- Location: Municipality of Rakitovo, Pazardzhik Province, Bulgaria
- Nearest city: Rakitovo
- Coordinates: 41°58′0″N 24°2′0″E﻿ / ﻿41.96667°N 24.03333°E
- Area: 10.68 km^{2} (4.12 sq mi)
- Established: 1968
- Governing body: Ministry of Environment and Water (Bulgaria), Regional Inspectorate of Environment and Water

= Mantaritza Biosphere Reserve =

Biosphere reserve in Bulgaria

Mantaritza Biosphere Reserve (Биосферен резерват "Мантарица") is situated to the north of Golyama Syutka Peak in the Rhodope Mountains in Bulgaria, and covers an area of 1319,9 hectares. The reserve was established in 1968 to protect the old coniferous forests and the biotopes of the Western capercaillie (Tetrao urogalus).

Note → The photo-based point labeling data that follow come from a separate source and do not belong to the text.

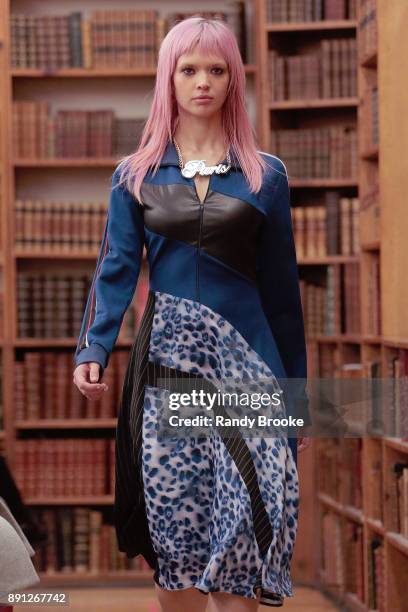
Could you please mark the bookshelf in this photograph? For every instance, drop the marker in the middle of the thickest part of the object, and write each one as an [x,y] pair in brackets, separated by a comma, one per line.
[343,339]
[361,550]
[34,170]
[296,37]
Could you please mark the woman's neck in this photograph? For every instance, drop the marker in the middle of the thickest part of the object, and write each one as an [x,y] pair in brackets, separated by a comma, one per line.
[200,139]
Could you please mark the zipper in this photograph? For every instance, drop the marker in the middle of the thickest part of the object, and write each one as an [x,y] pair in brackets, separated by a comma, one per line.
[201,204]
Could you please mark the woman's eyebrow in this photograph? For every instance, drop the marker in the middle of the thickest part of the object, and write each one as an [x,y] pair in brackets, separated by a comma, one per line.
[192,65]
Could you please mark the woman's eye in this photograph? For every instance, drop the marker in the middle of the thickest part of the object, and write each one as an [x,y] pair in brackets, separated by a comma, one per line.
[189,70]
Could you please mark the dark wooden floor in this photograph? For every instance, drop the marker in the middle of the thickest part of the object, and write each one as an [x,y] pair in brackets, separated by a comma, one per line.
[141,599]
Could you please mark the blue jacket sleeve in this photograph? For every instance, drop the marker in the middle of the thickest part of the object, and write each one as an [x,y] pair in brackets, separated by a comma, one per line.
[280,291]
[115,277]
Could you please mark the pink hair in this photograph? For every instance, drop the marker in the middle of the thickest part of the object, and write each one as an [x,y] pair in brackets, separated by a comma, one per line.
[212,37]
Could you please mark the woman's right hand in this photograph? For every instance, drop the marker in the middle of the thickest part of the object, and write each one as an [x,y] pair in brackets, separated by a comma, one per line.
[86,377]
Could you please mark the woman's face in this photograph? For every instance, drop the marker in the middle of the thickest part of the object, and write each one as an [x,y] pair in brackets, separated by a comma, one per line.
[198,75]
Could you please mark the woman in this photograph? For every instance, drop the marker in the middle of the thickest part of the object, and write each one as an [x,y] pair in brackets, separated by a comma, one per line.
[209,515]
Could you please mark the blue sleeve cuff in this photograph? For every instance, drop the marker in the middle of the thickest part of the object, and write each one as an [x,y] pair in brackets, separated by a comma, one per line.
[94,352]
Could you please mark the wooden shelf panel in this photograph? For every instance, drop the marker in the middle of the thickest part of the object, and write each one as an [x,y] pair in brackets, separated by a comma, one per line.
[340,24]
[398,541]
[77,500]
[327,259]
[102,162]
[56,342]
[354,514]
[349,338]
[47,253]
[396,444]
[316,103]
[371,246]
[67,424]
[92,579]
[322,183]
[51,254]
[371,154]
[370,60]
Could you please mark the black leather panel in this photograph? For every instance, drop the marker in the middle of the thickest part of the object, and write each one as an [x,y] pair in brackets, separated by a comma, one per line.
[172,211]
[229,227]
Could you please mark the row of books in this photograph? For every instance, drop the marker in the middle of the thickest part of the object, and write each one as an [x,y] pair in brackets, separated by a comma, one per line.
[373,317]
[52,305]
[342,554]
[331,306]
[1,399]
[370,117]
[332,229]
[367,27]
[384,412]
[80,540]
[106,39]
[71,133]
[326,152]
[61,226]
[44,389]
[66,467]
[309,10]
[331,72]
[339,470]
[376,582]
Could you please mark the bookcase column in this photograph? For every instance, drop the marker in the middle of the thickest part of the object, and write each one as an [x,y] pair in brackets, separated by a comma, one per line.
[392,71]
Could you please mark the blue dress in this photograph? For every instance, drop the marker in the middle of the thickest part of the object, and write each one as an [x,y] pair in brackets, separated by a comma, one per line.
[215,512]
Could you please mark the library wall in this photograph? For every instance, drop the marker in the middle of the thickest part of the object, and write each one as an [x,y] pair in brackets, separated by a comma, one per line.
[325,92]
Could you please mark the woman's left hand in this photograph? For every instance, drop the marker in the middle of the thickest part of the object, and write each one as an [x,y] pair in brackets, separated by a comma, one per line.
[304,440]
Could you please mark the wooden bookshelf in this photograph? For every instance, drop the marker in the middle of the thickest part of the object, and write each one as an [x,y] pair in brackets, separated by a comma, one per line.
[383,227]
[382,240]
[290,38]
[382,249]
[16,173]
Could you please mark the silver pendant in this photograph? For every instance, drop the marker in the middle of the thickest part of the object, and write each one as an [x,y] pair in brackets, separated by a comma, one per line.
[191,168]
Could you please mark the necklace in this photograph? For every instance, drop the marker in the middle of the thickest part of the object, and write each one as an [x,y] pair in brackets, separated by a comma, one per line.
[190,169]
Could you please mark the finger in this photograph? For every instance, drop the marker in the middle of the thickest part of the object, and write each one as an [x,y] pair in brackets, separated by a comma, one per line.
[91,388]
[94,372]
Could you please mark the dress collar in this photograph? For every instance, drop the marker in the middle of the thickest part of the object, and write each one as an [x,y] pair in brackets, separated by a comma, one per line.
[170,157]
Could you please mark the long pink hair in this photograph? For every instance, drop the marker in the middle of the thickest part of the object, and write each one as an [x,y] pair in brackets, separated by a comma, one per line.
[213,37]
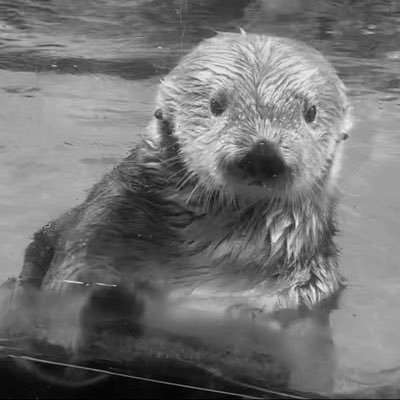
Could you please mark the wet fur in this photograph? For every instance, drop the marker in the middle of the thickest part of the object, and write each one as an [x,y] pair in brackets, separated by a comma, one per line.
[168,224]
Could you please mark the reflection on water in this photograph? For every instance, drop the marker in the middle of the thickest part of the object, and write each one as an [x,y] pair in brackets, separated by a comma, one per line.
[77,81]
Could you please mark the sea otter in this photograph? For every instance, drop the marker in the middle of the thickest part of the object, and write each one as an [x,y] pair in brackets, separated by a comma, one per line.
[227,204]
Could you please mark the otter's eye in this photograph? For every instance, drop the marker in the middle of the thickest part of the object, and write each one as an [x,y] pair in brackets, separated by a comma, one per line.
[217,107]
[310,114]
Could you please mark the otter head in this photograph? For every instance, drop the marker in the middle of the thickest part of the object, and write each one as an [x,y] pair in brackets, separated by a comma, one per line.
[255,117]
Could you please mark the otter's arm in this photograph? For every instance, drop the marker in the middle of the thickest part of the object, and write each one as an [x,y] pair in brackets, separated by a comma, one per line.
[38,256]
[40,252]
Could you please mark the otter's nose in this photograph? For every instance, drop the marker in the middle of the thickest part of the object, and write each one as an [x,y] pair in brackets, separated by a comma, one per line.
[263,162]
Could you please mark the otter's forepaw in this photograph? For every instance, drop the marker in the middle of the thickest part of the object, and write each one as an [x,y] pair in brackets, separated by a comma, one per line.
[243,312]
[254,315]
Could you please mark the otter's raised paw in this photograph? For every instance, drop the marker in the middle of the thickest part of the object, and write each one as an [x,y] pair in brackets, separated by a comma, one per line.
[246,313]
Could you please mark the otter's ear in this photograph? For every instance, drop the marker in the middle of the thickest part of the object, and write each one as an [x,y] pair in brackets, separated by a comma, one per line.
[158,114]
[347,123]
[164,125]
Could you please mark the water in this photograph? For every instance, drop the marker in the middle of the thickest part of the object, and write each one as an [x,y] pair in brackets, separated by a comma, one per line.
[77,81]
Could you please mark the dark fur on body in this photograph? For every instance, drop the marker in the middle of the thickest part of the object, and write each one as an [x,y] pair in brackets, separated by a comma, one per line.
[167,225]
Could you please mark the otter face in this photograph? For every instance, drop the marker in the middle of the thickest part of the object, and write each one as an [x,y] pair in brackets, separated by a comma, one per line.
[256,116]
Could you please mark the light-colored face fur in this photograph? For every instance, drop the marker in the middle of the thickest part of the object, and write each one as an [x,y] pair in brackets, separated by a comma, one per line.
[265,86]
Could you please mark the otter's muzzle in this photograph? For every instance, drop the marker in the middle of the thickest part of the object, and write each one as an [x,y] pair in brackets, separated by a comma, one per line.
[262,163]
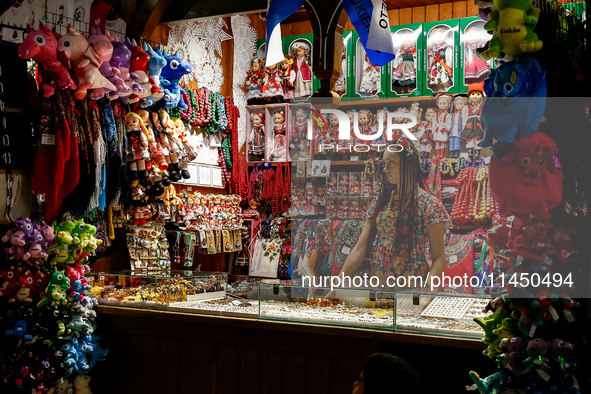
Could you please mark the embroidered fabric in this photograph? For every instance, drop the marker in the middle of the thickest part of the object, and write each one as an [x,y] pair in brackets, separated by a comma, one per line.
[244,46]
[197,43]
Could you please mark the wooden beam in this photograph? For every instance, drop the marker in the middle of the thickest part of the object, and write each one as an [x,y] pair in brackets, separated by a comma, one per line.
[189,10]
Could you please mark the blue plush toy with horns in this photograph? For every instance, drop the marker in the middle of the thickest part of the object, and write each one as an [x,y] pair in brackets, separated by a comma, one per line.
[171,74]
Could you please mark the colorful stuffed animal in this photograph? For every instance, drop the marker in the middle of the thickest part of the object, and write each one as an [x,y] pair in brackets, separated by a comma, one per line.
[139,66]
[512,24]
[10,277]
[528,179]
[56,289]
[86,63]
[518,91]
[172,73]
[154,67]
[41,46]
[27,289]
[104,49]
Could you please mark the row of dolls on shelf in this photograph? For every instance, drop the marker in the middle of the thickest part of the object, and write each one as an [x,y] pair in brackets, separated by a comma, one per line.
[158,152]
[439,127]
[287,80]
[270,138]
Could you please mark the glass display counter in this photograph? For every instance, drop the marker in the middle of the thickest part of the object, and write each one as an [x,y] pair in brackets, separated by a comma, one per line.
[450,314]
[351,307]
[157,290]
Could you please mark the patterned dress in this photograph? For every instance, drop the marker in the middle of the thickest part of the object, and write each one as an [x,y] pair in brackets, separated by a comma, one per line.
[387,260]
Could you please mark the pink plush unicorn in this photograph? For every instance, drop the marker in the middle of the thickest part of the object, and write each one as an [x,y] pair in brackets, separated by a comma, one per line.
[104,49]
[86,62]
[41,46]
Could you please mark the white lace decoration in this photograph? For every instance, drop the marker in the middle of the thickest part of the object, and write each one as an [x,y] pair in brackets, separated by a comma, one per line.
[197,43]
[244,46]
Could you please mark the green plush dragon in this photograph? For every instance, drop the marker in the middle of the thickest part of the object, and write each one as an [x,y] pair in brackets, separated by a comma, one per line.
[512,25]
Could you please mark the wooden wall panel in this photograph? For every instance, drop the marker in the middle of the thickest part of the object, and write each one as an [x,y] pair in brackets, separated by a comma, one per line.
[418,14]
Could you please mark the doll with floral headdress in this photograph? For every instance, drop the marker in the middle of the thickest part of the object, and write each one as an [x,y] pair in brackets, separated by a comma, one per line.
[279,147]
[303,74]
[340,85]
[343,210]
[442,124]
[272,82]
[138,154]
[440,60]
[475,69]
[458,121]
[254,79]
[472,132]
[288,77]
[299,145]
[343,188]
[331,185]
[427,142]
[355,185]
[404,65]
[419,129]
[371,79]
[256,139]
[354,209]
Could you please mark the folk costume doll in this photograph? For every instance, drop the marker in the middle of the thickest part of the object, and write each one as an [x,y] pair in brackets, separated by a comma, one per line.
[272,82]
[442,124]
[256,140]
[427,141]
[340,85]
[475,69]
[254,79]
[279,147]
[419,129]
[288,75]
[299,146]
[303,74]
[138,153]
[472,131]
[440,69]
[370,80]
[458,120]
[404,66]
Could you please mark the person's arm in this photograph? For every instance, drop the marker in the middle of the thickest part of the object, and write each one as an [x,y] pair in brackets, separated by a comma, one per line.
[355,258]
[435,233]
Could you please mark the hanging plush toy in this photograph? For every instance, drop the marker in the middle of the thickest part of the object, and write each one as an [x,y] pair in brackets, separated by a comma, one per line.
[139,66]
[172,73]
[41,46]
[86,62]
[154,68]
[121,60]
[528,180]
[512,25]
[104,49]
[518,91]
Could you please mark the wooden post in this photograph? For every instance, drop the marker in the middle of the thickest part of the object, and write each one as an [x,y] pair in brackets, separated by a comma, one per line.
[328,22]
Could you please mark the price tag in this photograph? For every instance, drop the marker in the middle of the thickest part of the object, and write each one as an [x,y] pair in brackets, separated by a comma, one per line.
[48,139]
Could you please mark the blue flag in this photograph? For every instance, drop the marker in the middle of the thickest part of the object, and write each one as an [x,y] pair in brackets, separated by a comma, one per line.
[373,26]
[278,11]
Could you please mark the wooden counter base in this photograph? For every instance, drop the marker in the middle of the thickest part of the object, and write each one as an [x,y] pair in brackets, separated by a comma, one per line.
[174,352]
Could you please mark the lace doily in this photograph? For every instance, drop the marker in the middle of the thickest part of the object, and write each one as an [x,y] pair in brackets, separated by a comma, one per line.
[197,43]
[244,46]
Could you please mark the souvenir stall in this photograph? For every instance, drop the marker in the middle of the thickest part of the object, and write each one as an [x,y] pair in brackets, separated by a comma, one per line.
[190,198]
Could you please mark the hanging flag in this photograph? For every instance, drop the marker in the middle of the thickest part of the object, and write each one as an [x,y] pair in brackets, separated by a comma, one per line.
[278,11]
[373,26]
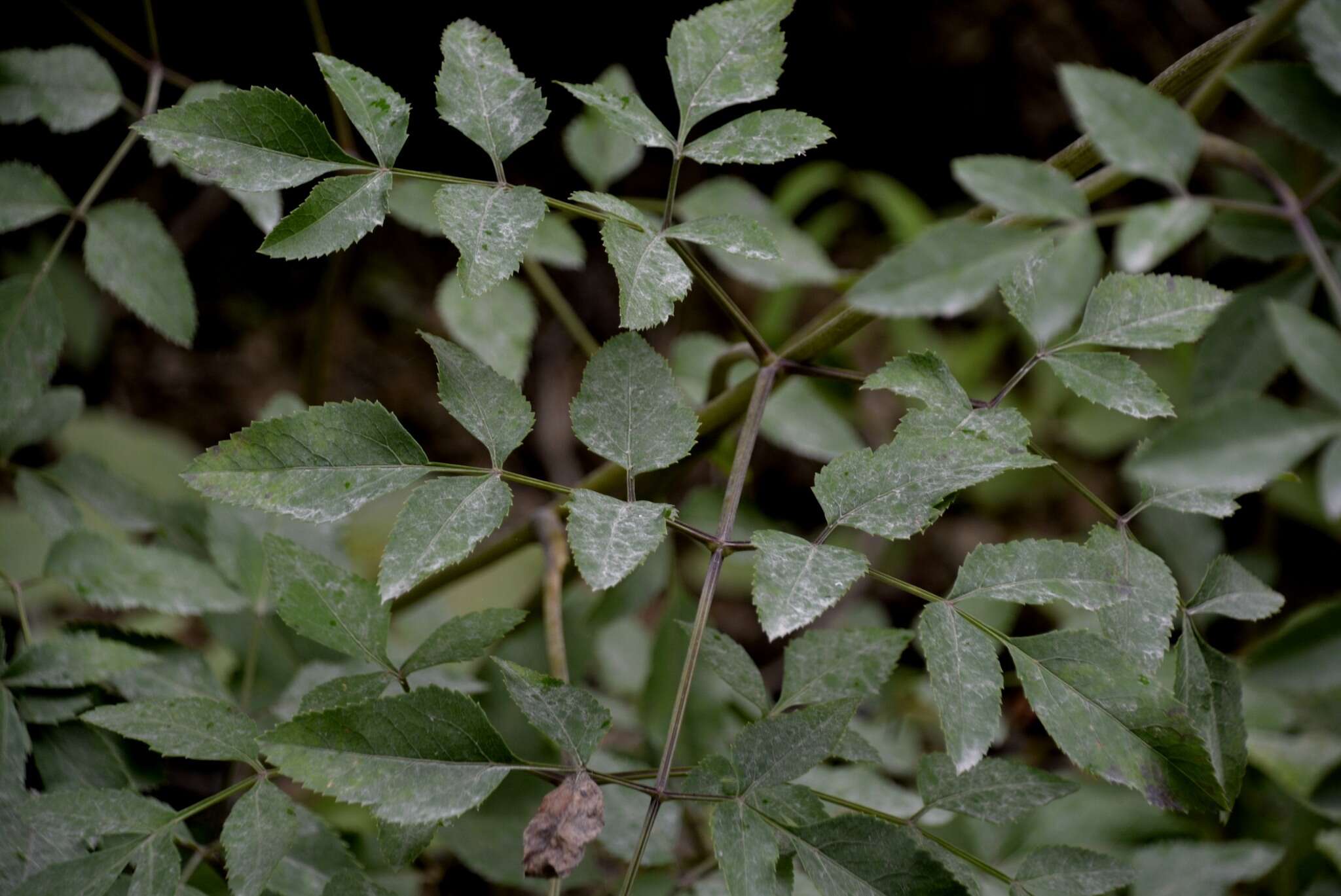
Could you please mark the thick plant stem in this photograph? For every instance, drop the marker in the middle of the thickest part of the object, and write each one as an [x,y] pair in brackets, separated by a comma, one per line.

The area was declared as biosphere reserve in 1977. It represents century-old forests of pure and mixed stands of Norway spruce (Picea abies), European birch (Fagus sylvatica) and European silver fir (Abies alba). The reserve is situated in the Bulgarian Floristic sub-region of West Rhodope within the Central European mountain biotic province. The varied fauna includes brown bear (Ursus arctos), red deer (Cervus elaphus), roe deer (Capreolus capreolus), wild boar (Sus scrofa), pine marten (Martes martes), European badger (Meles meles), hazel grouse (Bonasa bonasia), black woodpecker (Dryocopus martius) and crested tit (Parus cristatus).

This area has been little affected by man. Before the biosphere reserve was designated in 1977, small-scale selective cutting took place and water reservoirs were constructed. This biosphere reserve is currently under revision.